Guns vs. Mental health
More stories from Joan Lee
Back in February, a tragic shooting occurred at Marjory Stoneman Douglas High School, killing seventeen students. I send my condolences to those affected by this horrible incident and applaud the young men and women who chose to stand up to advocate for safety. My heart is with you.
However, I have focused on a different subject, the debate between guns and mental health.
Lately, people have been discussing the cause of tragedies like the Parkland school shooting, Orlando nightclub shooting, and the Las Vegas music festival shooting. However, some insist there are several reasons for shootings.
“I would place more blame on mental health but only by a little,” said Grant Hess, 11. “A gun is simply a tool, and while it can be used for evil, so can a knife, but it is the mindset of those people which allows them to commit such atrocities, which ‘normal people’ find horrible and unthinkable, in other words, mentality is the enabler.”

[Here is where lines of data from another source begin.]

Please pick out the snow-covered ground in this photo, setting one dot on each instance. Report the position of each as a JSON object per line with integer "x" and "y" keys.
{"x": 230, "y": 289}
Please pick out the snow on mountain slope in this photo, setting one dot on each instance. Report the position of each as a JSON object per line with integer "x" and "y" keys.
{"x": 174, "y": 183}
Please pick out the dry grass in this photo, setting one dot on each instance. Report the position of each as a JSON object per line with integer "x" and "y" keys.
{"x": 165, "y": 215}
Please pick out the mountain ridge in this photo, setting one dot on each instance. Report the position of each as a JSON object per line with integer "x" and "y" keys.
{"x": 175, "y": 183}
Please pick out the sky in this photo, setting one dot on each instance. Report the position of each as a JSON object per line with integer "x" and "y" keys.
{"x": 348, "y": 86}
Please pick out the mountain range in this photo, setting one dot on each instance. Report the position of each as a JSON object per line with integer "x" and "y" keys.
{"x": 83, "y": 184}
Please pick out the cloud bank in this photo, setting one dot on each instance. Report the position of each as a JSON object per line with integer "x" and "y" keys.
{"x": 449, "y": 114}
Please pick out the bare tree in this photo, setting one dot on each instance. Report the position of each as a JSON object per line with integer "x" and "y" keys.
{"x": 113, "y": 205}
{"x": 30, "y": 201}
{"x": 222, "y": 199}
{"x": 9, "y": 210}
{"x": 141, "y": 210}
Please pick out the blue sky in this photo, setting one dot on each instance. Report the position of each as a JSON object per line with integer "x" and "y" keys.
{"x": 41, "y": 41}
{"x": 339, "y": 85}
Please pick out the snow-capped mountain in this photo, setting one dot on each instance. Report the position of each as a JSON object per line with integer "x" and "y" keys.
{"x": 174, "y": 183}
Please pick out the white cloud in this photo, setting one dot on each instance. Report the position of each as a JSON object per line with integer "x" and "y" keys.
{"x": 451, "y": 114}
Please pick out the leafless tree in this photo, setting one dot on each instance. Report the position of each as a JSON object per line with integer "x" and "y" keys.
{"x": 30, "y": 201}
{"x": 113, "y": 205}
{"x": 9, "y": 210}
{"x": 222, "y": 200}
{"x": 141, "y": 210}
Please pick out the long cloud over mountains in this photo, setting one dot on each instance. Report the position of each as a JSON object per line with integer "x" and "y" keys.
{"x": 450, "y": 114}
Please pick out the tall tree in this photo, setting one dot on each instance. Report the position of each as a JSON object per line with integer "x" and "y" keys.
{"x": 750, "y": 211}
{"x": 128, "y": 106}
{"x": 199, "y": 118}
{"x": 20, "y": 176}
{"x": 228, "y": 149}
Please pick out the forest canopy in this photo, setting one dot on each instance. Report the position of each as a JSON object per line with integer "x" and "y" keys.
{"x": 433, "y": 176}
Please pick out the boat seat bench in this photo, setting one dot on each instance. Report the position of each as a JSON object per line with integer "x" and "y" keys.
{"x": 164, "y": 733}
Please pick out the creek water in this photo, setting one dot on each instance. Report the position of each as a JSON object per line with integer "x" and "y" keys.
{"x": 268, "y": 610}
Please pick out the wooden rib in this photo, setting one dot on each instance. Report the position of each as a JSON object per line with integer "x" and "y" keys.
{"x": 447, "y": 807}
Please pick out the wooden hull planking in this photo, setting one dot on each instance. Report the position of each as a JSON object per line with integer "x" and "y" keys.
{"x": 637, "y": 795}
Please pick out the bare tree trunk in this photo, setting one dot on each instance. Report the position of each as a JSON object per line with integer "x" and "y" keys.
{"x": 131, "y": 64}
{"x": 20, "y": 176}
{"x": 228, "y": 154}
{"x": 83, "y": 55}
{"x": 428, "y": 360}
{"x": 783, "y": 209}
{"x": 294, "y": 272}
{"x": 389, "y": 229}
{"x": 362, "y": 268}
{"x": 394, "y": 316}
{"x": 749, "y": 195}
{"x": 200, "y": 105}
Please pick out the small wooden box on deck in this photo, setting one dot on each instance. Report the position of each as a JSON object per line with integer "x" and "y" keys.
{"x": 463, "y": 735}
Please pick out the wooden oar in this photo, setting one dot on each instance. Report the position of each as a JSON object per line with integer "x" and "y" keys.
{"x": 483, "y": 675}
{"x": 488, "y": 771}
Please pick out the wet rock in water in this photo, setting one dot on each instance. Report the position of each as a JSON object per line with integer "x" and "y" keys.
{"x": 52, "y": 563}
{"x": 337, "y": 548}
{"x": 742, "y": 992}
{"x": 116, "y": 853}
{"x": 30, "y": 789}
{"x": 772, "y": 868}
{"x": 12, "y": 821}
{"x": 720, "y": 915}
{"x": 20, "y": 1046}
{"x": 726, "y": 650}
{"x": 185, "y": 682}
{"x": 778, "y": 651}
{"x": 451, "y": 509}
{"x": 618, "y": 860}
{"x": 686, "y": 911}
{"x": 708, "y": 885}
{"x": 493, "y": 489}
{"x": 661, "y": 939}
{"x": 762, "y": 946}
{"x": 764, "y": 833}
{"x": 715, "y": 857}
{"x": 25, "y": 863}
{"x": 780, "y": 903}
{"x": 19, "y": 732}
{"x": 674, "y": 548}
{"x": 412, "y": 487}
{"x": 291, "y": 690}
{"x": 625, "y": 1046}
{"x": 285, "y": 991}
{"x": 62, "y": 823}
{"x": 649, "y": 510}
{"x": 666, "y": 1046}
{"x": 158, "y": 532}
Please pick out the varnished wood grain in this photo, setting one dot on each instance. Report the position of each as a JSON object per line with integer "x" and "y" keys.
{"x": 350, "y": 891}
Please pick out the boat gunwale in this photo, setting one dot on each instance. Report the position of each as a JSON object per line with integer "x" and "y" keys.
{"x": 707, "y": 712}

I would like to disagree to some extent: There will never be an ultimate cause for these shooting, especially in the case of the Florida school shooting. The world is more complex than ever, weaving together topics one would never expect to have a need to discuss, even two decades ago. The cause is not solely be because of a gun or the shooter’s mental health. There will always be more factors that play into these tragic events.
For the Parkland shooting, it was an interlocking of the mental health of Nikolas Cruz, who was described by a public defender as “deeply disturbed and emotionally broken,” and the easy access Cruz had to a gun. Among these reasons, some adults do not take teenagers seriously.
Although the Broward County Sheriff’s Office claims that the sheriff only got 23 calls about the shooter’s family, the number of calls reached at least 45 according to CNN. The deputies say that they did not make an arrest due to the lack of criminal or dangerous activity at Cruz’s home.
I am sorry, but if I was sheriff and I received more than a dozen calls about a particular person, I would become concerned. Even if it seemed as though nothing harmful was happening at the house, I would still have done more due to the concern shown by the rest of the community. After all, the police exist to serve the public and the safety of the public.
Now, that does not mean that we should place all the blame on the police. No, not at all. Although people have a tendency of judging before fully knowing, we must, at least try to understand all sides of a situation without any bias before inserting our own bias. After researching what exactly happened in Parkland I was able to form my opinion on the different potential causes of this tragedy, and that is an action all people should take.